Airway Burns and Smoke Inhalation Injuries
Out of all the possible complications of burns, the college examiners have been most interested in airway burns, and specifically in the various clinical features which alert you to the presence of such burns. Question 11 from the first paper of 2013, Question 13 from the second paper of 2006 and Question 11 from the second paper of 2000 are virtually identical: they all ask about airway burns, smoke inhalation injury and other forms of thermal damage to the upper respiratory tract. Question 23 from the second paper of 2017 is somewhat unique because it presented the candidates with a patient who has ARDS due to smoke inhalation, and who is ventilated with some profoundly stupid settings.
- Clinical features of airway burns include soot in the airway, stridor, hoarseness, singed nose hair, and mucosal ulceration
- Historically, survivors of explosions and fires in enclosed spaces are more likely to have suffered airway burns
- Consequences of theramal inhalation injury include acute thermal damage to airway structures, delayed inflammatory damage, and systemic effects of the inhaled substance (eg. carbon monoxide poisoning)
Features of history and examination associated with airway burns
Historical features associated with airway burns
- Fires in an enclosed space
- Exposure to heated steam
- Fires involving volatile solvents
- Corrosive ingestion
- Laryngeal surgery (using a laser)
Clinical features of airway burns
- Stridor, hoarseness, or cough
- Burns to face, lips, mouth, pharynx, or nasal mucosa
- Soot in sputum, nose, or mouth ("carbonaceous material"
- Singed vibrissae (the zoological term for innervated whisker hairs, misapplied to the coarse nasal hair which grows in human nostrils and has no role in tactile sensing)
- Bronchocopic findings of tracheal erythema, oedema or or ulceration.
- Dyspnoea, decreased level of consciousness, or confusion
- Hypoxaemia (low pulse oximetry saturation or arterial oxygen tension) or increased carbon monoxide levels (>2%)

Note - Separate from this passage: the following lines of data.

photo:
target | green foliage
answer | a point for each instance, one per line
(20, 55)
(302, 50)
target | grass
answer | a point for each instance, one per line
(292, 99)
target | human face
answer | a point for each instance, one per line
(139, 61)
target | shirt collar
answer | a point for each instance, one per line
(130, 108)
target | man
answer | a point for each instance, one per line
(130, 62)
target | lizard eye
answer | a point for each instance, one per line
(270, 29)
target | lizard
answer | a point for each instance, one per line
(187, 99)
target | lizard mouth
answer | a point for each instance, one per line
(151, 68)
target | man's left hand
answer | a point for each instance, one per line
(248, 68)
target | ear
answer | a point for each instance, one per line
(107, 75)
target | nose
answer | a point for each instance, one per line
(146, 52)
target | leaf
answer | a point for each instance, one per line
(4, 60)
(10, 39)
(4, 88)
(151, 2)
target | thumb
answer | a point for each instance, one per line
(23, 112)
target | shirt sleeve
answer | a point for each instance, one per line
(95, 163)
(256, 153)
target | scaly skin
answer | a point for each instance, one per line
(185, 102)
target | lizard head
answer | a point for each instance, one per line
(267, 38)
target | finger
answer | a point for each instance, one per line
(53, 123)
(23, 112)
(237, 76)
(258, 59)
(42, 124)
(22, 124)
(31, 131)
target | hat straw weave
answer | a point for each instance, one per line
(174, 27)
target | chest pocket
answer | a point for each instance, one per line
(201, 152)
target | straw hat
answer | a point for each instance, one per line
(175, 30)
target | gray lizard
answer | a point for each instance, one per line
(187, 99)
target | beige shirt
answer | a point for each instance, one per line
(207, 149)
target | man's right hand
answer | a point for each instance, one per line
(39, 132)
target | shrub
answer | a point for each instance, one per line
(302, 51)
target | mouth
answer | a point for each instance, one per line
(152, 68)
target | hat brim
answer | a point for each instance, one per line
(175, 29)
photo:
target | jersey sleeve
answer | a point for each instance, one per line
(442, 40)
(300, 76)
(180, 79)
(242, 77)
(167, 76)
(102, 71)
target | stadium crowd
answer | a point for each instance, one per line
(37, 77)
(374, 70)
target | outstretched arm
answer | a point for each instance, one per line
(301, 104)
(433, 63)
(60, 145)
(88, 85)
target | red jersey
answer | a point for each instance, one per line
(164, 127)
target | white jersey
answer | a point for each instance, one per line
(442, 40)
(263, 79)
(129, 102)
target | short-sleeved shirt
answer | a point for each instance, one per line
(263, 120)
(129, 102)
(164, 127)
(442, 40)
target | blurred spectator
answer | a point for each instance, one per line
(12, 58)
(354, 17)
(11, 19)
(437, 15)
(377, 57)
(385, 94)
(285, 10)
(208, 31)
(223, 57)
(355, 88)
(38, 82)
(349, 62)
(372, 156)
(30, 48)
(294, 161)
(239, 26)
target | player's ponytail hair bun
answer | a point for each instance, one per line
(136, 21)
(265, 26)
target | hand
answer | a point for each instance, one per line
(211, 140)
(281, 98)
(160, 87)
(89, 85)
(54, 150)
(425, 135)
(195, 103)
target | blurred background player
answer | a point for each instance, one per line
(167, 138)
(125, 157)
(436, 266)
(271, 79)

Pathophysiologic consequences of airway burns
Mechanisms organised by pathophysiological mechanism
Mechanisms organised by anatomical location
ARDS due to inhaled products of combustion
Question 23 from the second paper of 2017 offered the candidates a slightly singed miner, pulled out of some sort of underground conflagration. The question does not specifically ask about ARDS - rather, the candidates were asked as to why he might be so hypoxic. One of the main differentials would certainly be "inhalation injury resulting from exposure to pyrolysis and combustion atmospheres". The authors who have published the most helpful articles on this were Kimmel & Still (1999). They write mainly about the smoke inhalation experience of naval personnel, largely because military ships always seem to catch on fire and "because of the extraordinary difficulties associated with escape and avoidance of ship-board fire atmosphere". In contrast, Akgun & Gorguner (2010) report that acute lung injury due to inhalation of flaming gas seems to be epidemiologically more common among miners, because of the combination of inescapable confinement and limited fresh gas supply.
- The inhaled "fire atmosphere" can do damage by:
- Heat damage
- Chemical burn (eg. if it is corrosive)
- Absorption of toxins, eg. asphyxiant agents such carbon monoxide
- Blast damage, eg. in explosions
- Asphyxiation, by absorbing all oxygen in an enclosed space
- The fire atmosphere can consist of:
- Hot gases
- Particles, which will cause injury at different points in the respiratory tract dependig on their size.
- Aerosolised toxins (eg. by explosion)
- Vacuum (eg. by process of combustion the partial pressure of gases can decrease in an enclosed space)
- The effect of this is:
- Pulmonary oedema
- Delayed pulmonary oedema, as in chlorine inhalation
- Multiple pulmonary thromboses
- Blast injury barotrauma
- Mucus plugging due to sloughed epithelial lining
Question 23 from the second paper of 2017 asks for several differentials for hypoxia in a miner pulled from an underground fire. His ABG result demonstrates a severe metabolic and respiratory acidosis. Specific elements which arouse concern in that setting are:
- He's a miner, and therefore possibly exposed to exotic substances. Who knows what he was mining in there?
- He was underground, which as an enclosed space has two major consequences:
- It amplifies blast waves
- It concentrates heat
- It limits the oxygen supply
The differentials therefore are:
- Inhalational burns injury
- Corrosive agent inhalation
- Asphyxiant agent exposure (eg. carbon monoxide or cyanide)
- "Blast lung" due to primary blast injury.